I love the idea of being able to put electric components together like Legos to solve a problem. Luckily, even for those of us who don’t have the aptitude for electrical engineering there is the Arduino platform. Not that Arduino frees you from the electronics, it just makes it a lot easier.

So it’s not surprising that most “hackable” clocks use some kind of Arduino compatible micro-controller.

Monochron

The Monochron is billed as a “you build it” pong clock. Visually the clock plays pong. The right side wins once a minute, the left side once an hour. The score then happens to be the score. Monochron is hackable though, it contains an Arduino compatible microcontroller an a 128x64 monochrome LCD display, so if I ever got bored I could rewrite the clock to do whatever I wanted.
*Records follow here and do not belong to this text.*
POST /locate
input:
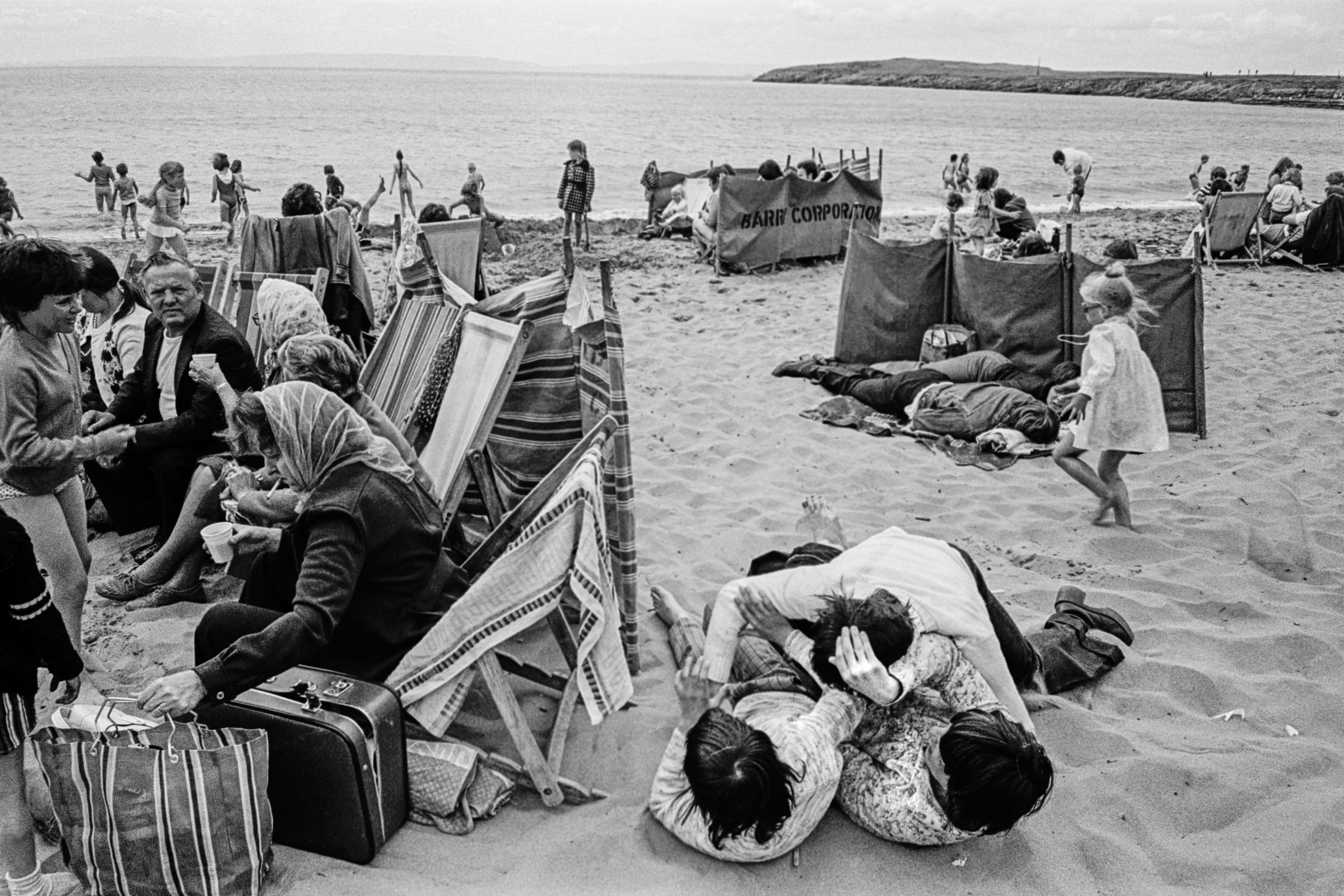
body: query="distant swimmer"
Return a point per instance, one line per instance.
(401, 183)
(100, 176)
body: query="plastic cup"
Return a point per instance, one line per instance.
(217, 542)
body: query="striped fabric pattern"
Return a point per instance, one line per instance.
(175, 810)
(564, 387)
(564, 552)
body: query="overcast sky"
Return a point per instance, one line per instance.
(1191, 36)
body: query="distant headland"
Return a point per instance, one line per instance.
(1254, 89)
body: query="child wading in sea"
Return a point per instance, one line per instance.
(225, 188)
(1117, 407)
(576, 194)
(127, 192)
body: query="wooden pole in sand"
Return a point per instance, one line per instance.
(947, 269)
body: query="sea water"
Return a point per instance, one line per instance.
(285, 124)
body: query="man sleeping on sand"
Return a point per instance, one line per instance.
(750, 771)
(961, 397)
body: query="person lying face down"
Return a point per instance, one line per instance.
(932, 401)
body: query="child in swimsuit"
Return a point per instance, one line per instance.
(100, 176)
(127, 191)
(225, 188)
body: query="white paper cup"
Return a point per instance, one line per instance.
(217, 542)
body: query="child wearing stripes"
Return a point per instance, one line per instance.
(32, 636)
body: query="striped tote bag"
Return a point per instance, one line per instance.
(175, 810)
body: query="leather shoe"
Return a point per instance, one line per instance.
(1070, 601)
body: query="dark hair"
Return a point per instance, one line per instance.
(101, 274)
(998, 774)
(249, 428)
(164, 258)
(737, 779)
(1121, 249)
(433, 213)
(302, 199)
(33, 269)
(883, 617)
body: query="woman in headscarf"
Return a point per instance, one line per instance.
(347, 586)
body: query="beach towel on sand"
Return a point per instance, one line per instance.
(564, 555)
(851, 413)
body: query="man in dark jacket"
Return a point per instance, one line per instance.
(930, 401)
(175, 419)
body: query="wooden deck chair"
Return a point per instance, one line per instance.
(211, 278)
(457, 247)
(237, 301)
(538, 770)
(1229, 220)
(488, 355)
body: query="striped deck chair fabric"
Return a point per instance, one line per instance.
(457, 249)
(424, 313)
(558, 394)
(562, 554)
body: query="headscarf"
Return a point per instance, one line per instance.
(317, 434)
(286, 309)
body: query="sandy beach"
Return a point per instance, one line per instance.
(1231, 583)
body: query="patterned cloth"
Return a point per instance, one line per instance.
(885, 786)
(15, 720)
(317, 434)
(562, 555)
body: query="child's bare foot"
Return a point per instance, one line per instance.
(667, 606)
(821, 523)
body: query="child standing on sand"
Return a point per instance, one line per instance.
(127, 191)
(576, 194)
(1117, 404)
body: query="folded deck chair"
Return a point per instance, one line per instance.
(457, 247)
(211, 278)
(425, 312)
(550, 550)
(237, 304)
(488, 352)
(1229, 223)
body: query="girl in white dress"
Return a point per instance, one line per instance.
(1117, 407)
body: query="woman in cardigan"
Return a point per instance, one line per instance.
(346, 587)
(41, 436)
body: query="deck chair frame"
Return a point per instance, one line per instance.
(474, 463)
(540, 770)
(211, 278)
(1210, 218)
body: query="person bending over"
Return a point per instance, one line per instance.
(347, 586)
(932, 402)
(753, 766)
(175, 422)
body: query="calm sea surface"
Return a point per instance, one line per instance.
(286, 124)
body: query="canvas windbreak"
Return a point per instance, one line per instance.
(762, 222)
(891, 293)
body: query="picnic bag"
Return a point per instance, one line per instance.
(174, 810)
(947, 340)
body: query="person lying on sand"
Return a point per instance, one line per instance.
(933, 402)
(754, 765)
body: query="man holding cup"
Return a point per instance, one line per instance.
(175, 419)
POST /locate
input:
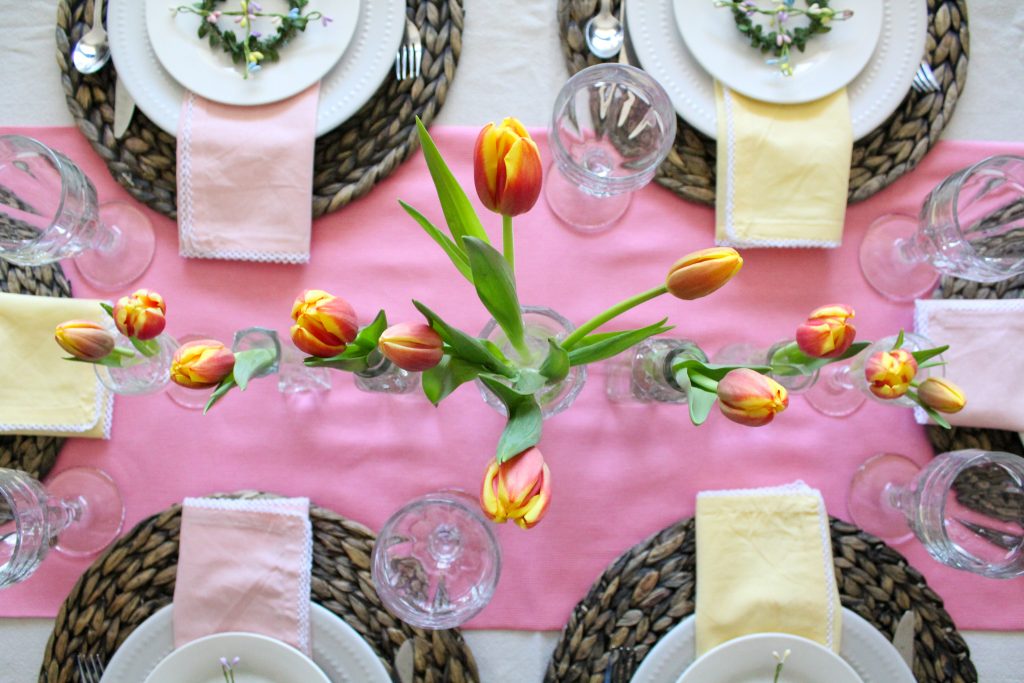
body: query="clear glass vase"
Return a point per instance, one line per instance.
(540, 324)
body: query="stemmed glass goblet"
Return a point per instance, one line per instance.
(612, 126)
(49, 211)
(971, 225)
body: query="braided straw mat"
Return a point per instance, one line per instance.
(34, 455)
(348, 161)
(879, 159)
(135, 578)
(650, 588)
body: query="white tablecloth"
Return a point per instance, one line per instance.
(512, 66)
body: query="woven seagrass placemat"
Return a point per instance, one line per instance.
(135, 578)
(650, 588)
(34, 455)
(348, 161)
(879, 158)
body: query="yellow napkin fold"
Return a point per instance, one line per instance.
(40, 392)
(782, 171)
(765, 564)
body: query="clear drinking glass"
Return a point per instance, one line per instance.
(967, 507)
(48, 211)
(970, 226)
(436, 561)
(612, 126)
(79, 512)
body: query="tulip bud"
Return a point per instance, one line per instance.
(889, 373)
(701, 272)
(202, 364)
(84, 339)
(750, 397)
(825, 333)
(941, 394)
(507, 168)
(518, 489)
(140, 315)
(324, 324)
(412, 346)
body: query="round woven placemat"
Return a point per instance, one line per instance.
(34, 455)
(879, 158)
(135, 578)
(348, 161)
(650, 588)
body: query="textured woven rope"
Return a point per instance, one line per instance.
(879, 159)
(34, 455)
(348, 161)
(650, 588)
(135, 578)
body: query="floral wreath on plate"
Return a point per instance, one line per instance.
(779, 38)
(253, 48)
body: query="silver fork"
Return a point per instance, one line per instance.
(410, 55)
(924, 79)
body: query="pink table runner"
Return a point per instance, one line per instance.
(620, 473)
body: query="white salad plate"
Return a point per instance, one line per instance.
(875, 94)
(868, 652)
(344, 89)
(210, 73)
(829, 61)
(338, 650)
(256, 659)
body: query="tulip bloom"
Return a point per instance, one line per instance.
(140, 315)
(750, 397)
(324, 324)
(518, 489)
(412, 346)
(202, 364)
(826, 333)
(507, 168)
(889, 373)
(941, 394)
(701, 272)
(84, 339)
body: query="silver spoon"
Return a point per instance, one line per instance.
(604, 33)
(92, 50)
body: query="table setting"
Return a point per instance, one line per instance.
(763, 457)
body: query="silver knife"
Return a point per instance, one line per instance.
(903, 638)
(124, 108)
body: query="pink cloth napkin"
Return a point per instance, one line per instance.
(245, 178)
(984, 356)
(244, 565)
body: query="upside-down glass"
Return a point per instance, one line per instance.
(612, 127)
(970, 226)
(48, 211)
(79, 512)
(967, 507)
(436, 561)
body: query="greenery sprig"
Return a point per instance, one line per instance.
(779, 38)
(252, 49)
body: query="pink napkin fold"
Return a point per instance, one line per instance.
(244, 565)
(245, 178)
(984, 356)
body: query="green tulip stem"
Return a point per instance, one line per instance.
(614, 311)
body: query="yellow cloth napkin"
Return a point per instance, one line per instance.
(40, 392)
(782, 172)
(765, 564)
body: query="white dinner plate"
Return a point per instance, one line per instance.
(829, 61)
(338, 650)
(861, 645)
(210, 73)
(875, 94)
(259, 659)
(343, 89)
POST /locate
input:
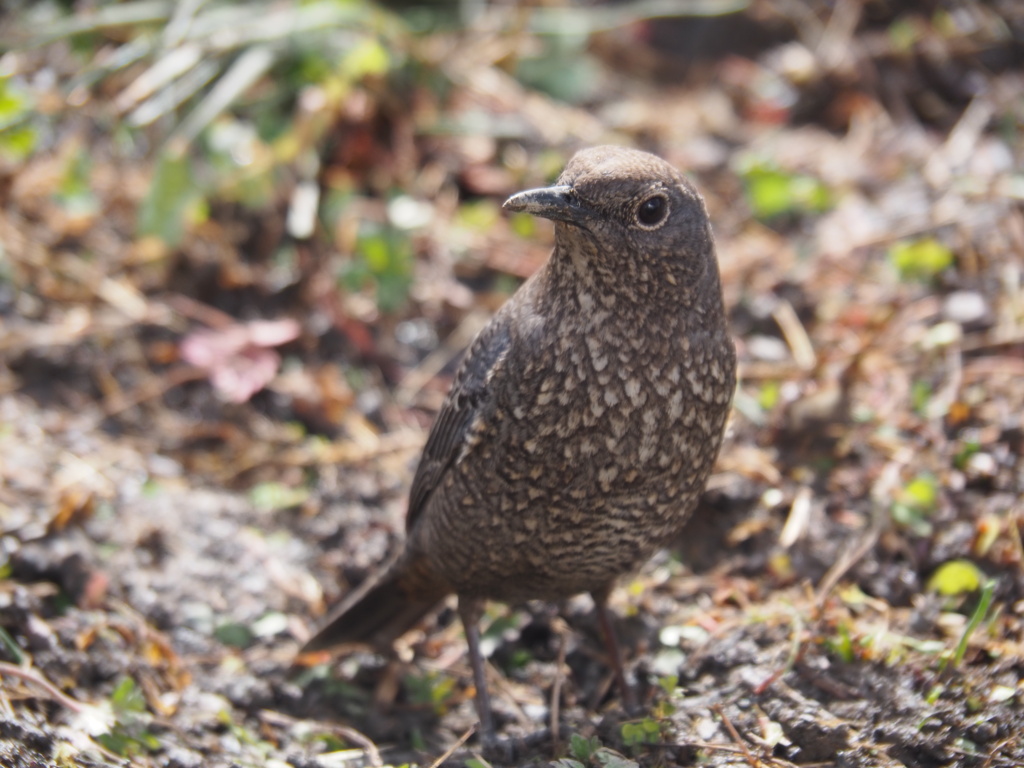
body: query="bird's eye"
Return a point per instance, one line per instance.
(652, 211)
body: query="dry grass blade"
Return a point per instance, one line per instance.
(249, 68)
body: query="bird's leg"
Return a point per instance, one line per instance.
(611, 645)
(470, 612)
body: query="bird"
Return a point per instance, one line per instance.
(583, 423)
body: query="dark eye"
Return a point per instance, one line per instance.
(653, 210)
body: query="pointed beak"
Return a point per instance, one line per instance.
(555, 203)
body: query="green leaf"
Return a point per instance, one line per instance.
(365, 58)
(920, 259)
(271, 497)
(956, 578)
(922, 493)
(609, 759)
(172, 196)
(772, 192)
(584, 749)
(233, 634)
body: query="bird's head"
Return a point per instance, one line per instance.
(629, 216)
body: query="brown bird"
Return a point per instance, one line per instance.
(583, 424)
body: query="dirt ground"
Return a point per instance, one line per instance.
(851, 590)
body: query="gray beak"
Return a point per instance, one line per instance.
(556, 203)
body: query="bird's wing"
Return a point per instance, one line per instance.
(452, 431)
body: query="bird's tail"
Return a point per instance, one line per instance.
(381, 610)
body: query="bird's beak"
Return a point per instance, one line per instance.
(557, 203)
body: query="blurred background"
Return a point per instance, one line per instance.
(243, 246)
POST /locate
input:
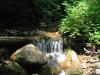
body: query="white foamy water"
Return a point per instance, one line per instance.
(62, 73)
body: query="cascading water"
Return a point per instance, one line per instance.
(53, 48)
(49, 45)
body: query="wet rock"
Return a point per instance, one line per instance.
(11, 68)
(30, 57)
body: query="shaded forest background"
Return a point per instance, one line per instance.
(76, 20)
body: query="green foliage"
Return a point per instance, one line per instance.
(82, 19)
(50, 11)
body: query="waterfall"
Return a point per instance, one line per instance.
(49, 45)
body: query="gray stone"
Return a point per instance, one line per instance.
(30, 57)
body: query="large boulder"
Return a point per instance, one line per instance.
(11, 68)
(30, 57)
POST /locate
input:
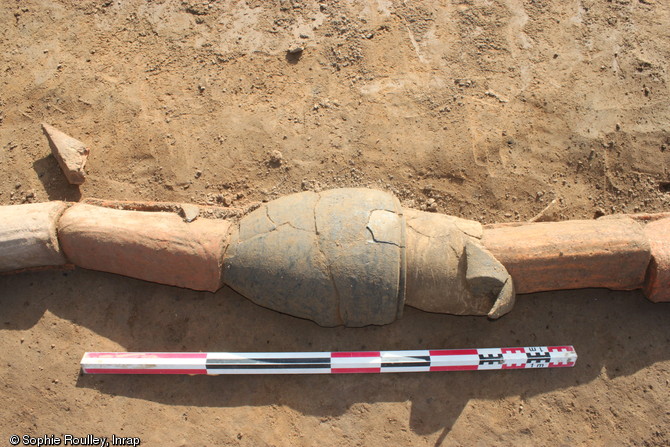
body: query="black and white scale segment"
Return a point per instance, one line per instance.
(214, 363)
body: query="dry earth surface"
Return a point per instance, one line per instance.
(485, 109)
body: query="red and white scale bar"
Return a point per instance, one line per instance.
(215, 363)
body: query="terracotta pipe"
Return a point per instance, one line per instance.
(347, 256)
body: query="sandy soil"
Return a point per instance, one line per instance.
(493, 109)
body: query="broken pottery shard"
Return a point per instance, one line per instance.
(70, 153)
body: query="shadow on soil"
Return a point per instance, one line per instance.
(617, 331)
(55, 183)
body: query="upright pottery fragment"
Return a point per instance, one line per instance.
(70, 153)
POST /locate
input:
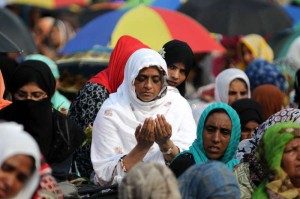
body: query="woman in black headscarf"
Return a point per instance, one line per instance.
(32, 86)
(180, 59)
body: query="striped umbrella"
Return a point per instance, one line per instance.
(151, 25)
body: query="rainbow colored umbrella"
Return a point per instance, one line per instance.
(151, 25)
(50, 4)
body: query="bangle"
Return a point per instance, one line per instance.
(122, 163)
(169, 151)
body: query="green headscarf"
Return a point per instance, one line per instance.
(197, 148)
(270, 151)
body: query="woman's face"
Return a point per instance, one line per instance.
(247, 55)
(248, 129)
(291, 161)
(148, 83)
(30, 91)
(14, 173)
(55, 36)
(176, 74)
(237, 90)
(216, 135)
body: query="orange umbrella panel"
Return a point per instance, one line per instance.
(153, 26)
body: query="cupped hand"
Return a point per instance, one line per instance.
(145, 134)
(163, 130)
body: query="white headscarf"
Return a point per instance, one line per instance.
(14, 141)
(223, 81)
(122, 112)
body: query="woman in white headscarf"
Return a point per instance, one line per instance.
(145, 120)
(232, 84)
(20, 162)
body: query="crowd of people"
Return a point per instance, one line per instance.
(133, 124)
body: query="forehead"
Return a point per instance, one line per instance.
(218, 118)
(237, 83)
(153, 70)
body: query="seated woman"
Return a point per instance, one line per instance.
(180, 59)
(20, 162)
(149, 180)
(32, 86)
(250, 173)
(218, 135)
(89, 99)
(212, 179)
(232, 84)
(279, 152)
(251, 116)
(143, 121)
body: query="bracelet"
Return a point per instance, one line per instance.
(122, 163)
(169, 151)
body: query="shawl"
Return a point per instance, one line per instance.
(13, 141)
(113, 75)
(270, 98)
(270, 152)
(212, 179)
(3, 102)
(149, 180)
(248, 110)
(258, 46)
(175, 51)
(115, 124)
(197, 149)
(247, 148)
(223, 81)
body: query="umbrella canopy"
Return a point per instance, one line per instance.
(238, 17)
(50, 4)
(6, 45)
(153, 26)
(12, 26)
(294, 12)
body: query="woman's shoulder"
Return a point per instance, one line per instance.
(181, 163)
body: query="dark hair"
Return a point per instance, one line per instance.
(217, 110)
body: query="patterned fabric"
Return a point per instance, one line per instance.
(149, 180)
(258, 46)
(197, 148)
(270, 152)
(223, 81)
(209, 180)
(246, 186)
(86, 104)
(48, 188)
(84, 110)
(262, 72)
(286, 115)
(247, 149)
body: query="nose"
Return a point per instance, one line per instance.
(175, 74)
(216, 137)
(148, 84)
(9, 181)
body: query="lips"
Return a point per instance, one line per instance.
(171, 83)
(214, 149)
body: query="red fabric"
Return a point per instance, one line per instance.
(112, 77)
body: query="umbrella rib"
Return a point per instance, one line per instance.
(20, 51)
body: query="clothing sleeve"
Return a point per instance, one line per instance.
(182, 163)
(106, 150)
(243, 178)
(185, 134)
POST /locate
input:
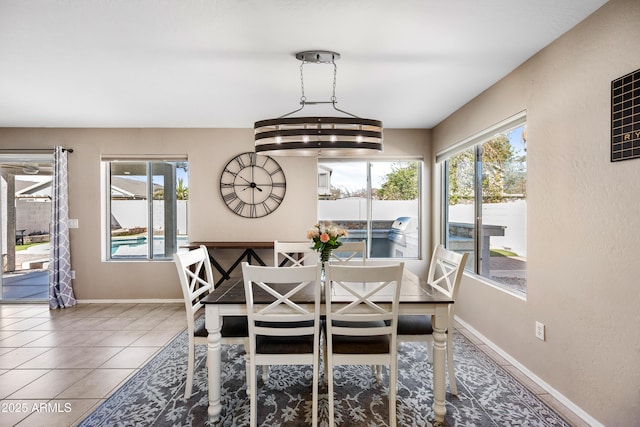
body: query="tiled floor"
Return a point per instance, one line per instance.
(56, 366)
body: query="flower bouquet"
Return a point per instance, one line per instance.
(325, 238)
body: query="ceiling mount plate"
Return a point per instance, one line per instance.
(318, 56)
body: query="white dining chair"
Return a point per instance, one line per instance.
(196, 280)
(350, 253)
(445, 274)
(363, 331)
(281, 331)
(294, 254)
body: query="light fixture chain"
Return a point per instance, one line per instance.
(335, 74)
(302, 98)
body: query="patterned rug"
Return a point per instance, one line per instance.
(487, 394)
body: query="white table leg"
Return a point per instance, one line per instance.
(213, 323)
(439, 321)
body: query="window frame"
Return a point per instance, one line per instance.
(474, 142)
(368, 162)
(150, 163)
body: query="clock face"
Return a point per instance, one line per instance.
(252, 185)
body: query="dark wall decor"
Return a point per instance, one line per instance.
(625, 117)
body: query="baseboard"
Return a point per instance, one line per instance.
(552, 391)
(129, 301)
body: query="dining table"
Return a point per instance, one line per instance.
(248, 254)
(416, 297)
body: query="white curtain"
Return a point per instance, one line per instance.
(60, 289)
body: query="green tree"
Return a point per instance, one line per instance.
(182, 192)
(401, 183)
(503, 173)
(497, 154)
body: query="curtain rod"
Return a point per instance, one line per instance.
(31, 150)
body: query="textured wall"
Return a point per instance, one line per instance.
(208, 151)
(583, 222)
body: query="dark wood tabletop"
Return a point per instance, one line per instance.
(230, 245)
(414, 290)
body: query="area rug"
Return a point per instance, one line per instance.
(487, 394)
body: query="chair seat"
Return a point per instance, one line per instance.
(284, 344)
(414, 325)
(232, 327)
(343, 344)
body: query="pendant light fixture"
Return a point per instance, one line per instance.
(311, 136)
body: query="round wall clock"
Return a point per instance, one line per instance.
(252, 185)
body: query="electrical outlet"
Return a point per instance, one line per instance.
(540, 331)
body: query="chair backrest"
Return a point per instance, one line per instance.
(370, 289)
(293, 254)
(445, 270)
(196, 279)
(350, 252)
(283, 315)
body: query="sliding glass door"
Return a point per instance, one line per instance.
(25, 214)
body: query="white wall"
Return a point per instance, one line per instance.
(355, 209)
(583, 222)
(512, 215)
(133, 213)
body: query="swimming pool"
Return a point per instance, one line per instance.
(137, 246)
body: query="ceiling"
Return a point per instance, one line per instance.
(214, 63)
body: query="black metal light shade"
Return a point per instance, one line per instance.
(312, 136)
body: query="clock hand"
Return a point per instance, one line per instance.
(251, 184)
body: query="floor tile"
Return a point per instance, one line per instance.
(99, 383)
(22, 338)
(131, 357)
(16, 379)
(49, 385)
(57, 413)
(71, 357)
(18, 356)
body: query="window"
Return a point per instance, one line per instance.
(147, 204)
(485, 203)
(377, 201)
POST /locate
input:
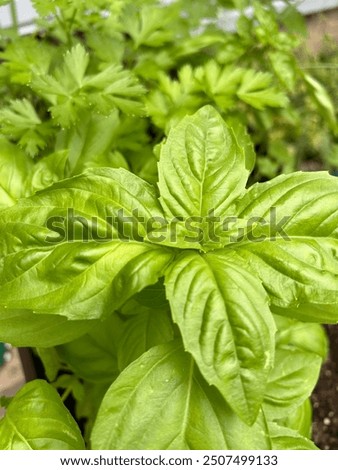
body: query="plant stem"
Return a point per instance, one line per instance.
(14, 15)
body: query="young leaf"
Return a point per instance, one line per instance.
(322, 99)
(290, 382)
(23, 328)
(307, 337)
(300, 420)
(36, 419)
(20, 121)
(182, 411)
(297, 273)
(147, 328)
(255, 90)
(93, 357)
(14, 171)
(287, 439)
(223, 315)
(60, 279)
(201, 168)
(305, 202)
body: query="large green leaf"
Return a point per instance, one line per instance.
(301, 203)
(79, 280)
(223, 315)
(301, 274)
(104, 203)
(287, 439)
(25, 328)
(291, 381)
(93, 357)
(308, 337)
(36, 419)
(161, 402)
(147, 328)
(201, 168)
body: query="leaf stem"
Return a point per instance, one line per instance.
(14, 15)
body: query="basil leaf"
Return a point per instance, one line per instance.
(223, 315)
(291, 381)
(24, 328)
(78, 280)
(14, 171)
(201, 168)
(299, 420)
(181, 411)
(93, 357)
(303, 204)
(297, 273)
(141, 332)
(308, 337)
(287, 439)
(36, 419)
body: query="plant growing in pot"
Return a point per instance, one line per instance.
(231, 258)
(141, 272)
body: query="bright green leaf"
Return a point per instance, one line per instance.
(181, 412)
(93, 357)
(201, 168)
(141, 332)
(224, 318)
(25, 328)
(36, 419)
(291, 381)
(287, 439)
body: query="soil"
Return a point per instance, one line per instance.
(325, 398)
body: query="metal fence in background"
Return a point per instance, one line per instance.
(26, 13)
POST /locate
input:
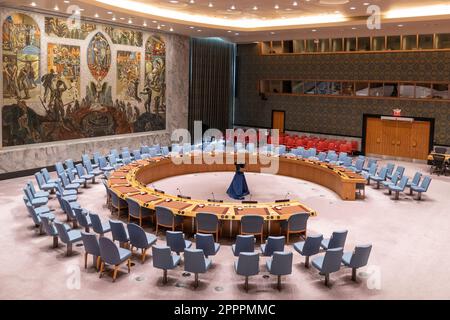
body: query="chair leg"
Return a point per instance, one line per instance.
(115, 273)
(165, 276)
(196, 280)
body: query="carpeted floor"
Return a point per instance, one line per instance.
(409, 260)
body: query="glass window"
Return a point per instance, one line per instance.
(350, 44)
(376, 89)
(348, 89)
(406, 90)
(309, 87)
(393, 43)
(324, 45)
(440, 91)
(378, 43)
(423, 91)
(299, 46)
(443, 41)
(409, 42)
(336, 45)
(362, 88)
(297, 86)
(364, 44)
(426, 41)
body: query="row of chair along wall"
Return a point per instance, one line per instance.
(105, 251)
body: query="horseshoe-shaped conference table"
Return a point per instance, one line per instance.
(133, 180)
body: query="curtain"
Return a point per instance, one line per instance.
(211, 89)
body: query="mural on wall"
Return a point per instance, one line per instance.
(128, 71)
(21, 55)
(124, 36)
(50, 106)
(63, 28)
You can get one for yourself from AdaFruit

Zee Clock

With both the Monochron and the ClockOS (below) I didn’t mess with the programming of the clock. The Zee Clock actually had a purpose (beyond simply telling time). We had a clock for my son Zachary, which we liked. It used a red light and a green light to tell him if he could get up or not. The problem was that the clock mechanism was horrible, and I thought it would have been good to have a yellow light to give him an indication that it’s getting close to time to wake up.

There is an Arduino based kit that you can build called the Wise Clock, of particular interest is that it has 32x16 red/green LED for a display. I wrote an entire clock including the UI for the settings screen over a few weeks.

The clock works by normally displaying the time in green, but by choosing one of the predefined alarms each night the clock changes to a red screen with the time inverted. As the alarm time nears the clock turns to orange (because red+green=orange). Then finally after the alarm time it returns to green.

ClockOS

I supported this clock project on Kickstarter. It’s a clever concept with three concentric rings of RGB LEDs with an Arduino compatible board. This is the only clock that I didn’t have to solder and build.